Frankly, digital face replacement doesn’t make a whole lot of sense if your argument is that audiences will be thrown out of the experience of watching a film otherwise. When seeing I, Tonya for the first time, I turned to my friend during a scene where “Margot Robbie” is supposed to be performing an impossible feat of figure skating, and said, “That is definitely not her.” They didn’t notice. Bad CGI or close physical resemblance amount to the same effect, and one doesn’t involve literal erasure.

The focus of the scene should have been on the character of Tonya Harding, which multiple people were necessary to play, not Margot Robbie as stunt double with Margot Robbie’s face as Tonya Harding. Nothing is going to take away from Robbie’s acting. That’s why she was hired. As were the athletes and performers who were tasked with accomplishing the things she couldn’t.

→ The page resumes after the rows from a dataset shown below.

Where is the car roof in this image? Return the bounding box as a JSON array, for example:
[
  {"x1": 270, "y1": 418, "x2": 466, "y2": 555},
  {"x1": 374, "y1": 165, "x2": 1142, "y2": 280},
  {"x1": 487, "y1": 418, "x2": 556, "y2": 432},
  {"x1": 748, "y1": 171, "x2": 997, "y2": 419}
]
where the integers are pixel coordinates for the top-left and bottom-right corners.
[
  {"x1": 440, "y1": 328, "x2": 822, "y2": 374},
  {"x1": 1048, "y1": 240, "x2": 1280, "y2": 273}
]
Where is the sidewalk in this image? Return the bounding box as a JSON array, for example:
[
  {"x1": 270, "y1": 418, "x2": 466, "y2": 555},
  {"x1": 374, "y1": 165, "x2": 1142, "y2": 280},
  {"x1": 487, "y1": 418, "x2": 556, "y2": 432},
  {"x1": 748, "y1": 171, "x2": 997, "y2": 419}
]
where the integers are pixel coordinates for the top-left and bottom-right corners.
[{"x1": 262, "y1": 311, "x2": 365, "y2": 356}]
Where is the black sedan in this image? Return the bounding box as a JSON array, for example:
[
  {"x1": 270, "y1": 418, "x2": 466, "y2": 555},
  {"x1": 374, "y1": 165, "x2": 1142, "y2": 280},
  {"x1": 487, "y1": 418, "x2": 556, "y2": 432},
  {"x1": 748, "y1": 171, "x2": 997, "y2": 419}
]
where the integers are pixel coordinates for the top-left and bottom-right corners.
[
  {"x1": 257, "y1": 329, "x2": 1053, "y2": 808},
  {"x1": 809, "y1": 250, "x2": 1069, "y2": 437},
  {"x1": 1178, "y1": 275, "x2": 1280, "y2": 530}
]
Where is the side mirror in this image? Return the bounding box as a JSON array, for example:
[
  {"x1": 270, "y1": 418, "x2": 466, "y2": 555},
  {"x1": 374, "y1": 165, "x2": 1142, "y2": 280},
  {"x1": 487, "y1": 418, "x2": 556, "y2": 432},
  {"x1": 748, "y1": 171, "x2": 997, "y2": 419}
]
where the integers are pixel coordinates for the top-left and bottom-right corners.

During the press junket for Mad Max: Fury Road, Tom Hardy had no qualms about this arrangement. For many of his interviews, he appears alongside his stunt double Jacob Tomuri (who is often not even credited by name in the video titles for these interviews, merely “stunt double”). Speaking to BlackTreeTV, Hardy says, “Jacob and I work cohesively together to create and bring you a character. So did Dayna [Grant] with Charlize [Theron] for Furiosa. This is like a hybrid of acting. So instead of not talking about it, we’re celebrating it.” In other appearances, he mentions the two or three other stunt performers playing the character of Max Rockatansky who all played varying roles, either as stunt drivers or motorcycle specialists. “My job, in a nutshell, was to say the words and to blend between the more visceral and dangerous stunts which then Jacob took over… At times, you couldn’t really tell the difference between the two of us.” This kind of out-and-out visibility for a stunt crew is rare.

In F for Fake, Orson Welles says that everything eventually fades away. “‘Be of good heart,’ cry the dead artists out of the living past. ‘Our songs will all be silenced, but what of it? Go on singing.’ Maybe a man’s name doesn’t matter all that much.” Things fade, yes. They are also deliberately scraped away.